For many, “$200 a month is a significant percentage of their income,” asserted Anthony Wright, executive director of the non-profit health advocacy group, Health Access.
Ethnic-Community Outreach Inadequate
Others believe that MRMIB’s low enrollment figures, especially among minority communities, could be because its outreach into those communities has not been adequate. More than 70 percent of the state’s uninsured are people of color, with many of them having preexisting health conditions.
“The question has been raised at board meetings, and they are looking into more outreach into communities of color,” said Ellen Wu, executive director of the Oakland, Calif.-based nonprofit, California Pan-Ethnic Health Network. Wu also serves on MRMIB’s six-member board.
But Esjian maintained that her agency has been running a “robust” outreach program, campaigning and advertising in both English and Spanish.
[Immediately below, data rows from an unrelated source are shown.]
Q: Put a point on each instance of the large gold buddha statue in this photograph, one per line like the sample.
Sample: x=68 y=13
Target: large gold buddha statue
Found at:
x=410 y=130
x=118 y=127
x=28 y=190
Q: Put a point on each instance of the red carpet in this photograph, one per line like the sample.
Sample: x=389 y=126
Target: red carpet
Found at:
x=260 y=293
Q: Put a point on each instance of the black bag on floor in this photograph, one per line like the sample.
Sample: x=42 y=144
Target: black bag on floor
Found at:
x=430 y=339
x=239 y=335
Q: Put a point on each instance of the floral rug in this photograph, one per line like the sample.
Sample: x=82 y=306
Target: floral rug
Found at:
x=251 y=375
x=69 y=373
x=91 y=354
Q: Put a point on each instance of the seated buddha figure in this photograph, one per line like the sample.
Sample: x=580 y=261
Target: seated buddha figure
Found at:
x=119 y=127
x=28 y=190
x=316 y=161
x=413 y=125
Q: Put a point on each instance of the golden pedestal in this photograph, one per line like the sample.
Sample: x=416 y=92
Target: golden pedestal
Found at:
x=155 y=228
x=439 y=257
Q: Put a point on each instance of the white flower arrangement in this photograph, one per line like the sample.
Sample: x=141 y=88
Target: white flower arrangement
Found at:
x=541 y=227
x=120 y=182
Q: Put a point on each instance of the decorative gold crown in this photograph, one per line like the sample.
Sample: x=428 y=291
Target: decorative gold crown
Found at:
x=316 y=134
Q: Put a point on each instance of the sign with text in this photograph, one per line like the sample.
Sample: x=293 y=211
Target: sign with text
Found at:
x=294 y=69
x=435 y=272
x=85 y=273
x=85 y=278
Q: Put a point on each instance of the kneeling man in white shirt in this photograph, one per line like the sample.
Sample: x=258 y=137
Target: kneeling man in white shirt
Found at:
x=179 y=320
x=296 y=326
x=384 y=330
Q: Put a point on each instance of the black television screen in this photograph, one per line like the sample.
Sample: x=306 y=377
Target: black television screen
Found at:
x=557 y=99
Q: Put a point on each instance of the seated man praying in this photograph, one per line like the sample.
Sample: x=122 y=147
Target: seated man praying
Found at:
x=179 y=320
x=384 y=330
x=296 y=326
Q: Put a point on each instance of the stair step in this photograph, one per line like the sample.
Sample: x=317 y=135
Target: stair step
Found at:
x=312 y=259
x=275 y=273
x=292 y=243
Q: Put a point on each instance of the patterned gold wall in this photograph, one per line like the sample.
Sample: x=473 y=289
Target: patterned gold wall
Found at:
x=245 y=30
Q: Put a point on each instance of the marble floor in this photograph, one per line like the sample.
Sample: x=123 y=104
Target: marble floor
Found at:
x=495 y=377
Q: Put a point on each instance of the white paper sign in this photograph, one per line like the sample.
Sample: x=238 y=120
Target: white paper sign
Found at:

Early next year, it will begin translating the PCIP information on its website into Spanish, she said.
Asked why it has not campaigned in Asian languages, Esjian said: “The demographics of PCIP in California is overwhelmingly English speaking.
“If you look at our monthly enrollment reports to the board on our website, you can see that after Spanish, other languages spoken drop off to less than one percent, each.”
In any event, as Wright put it, “At the end of the day, for the 5,800 people who are in PCIP it is a life or death situation.”
Chavez would be the first to concur. “The benefit of having this is unbelievable,” he said.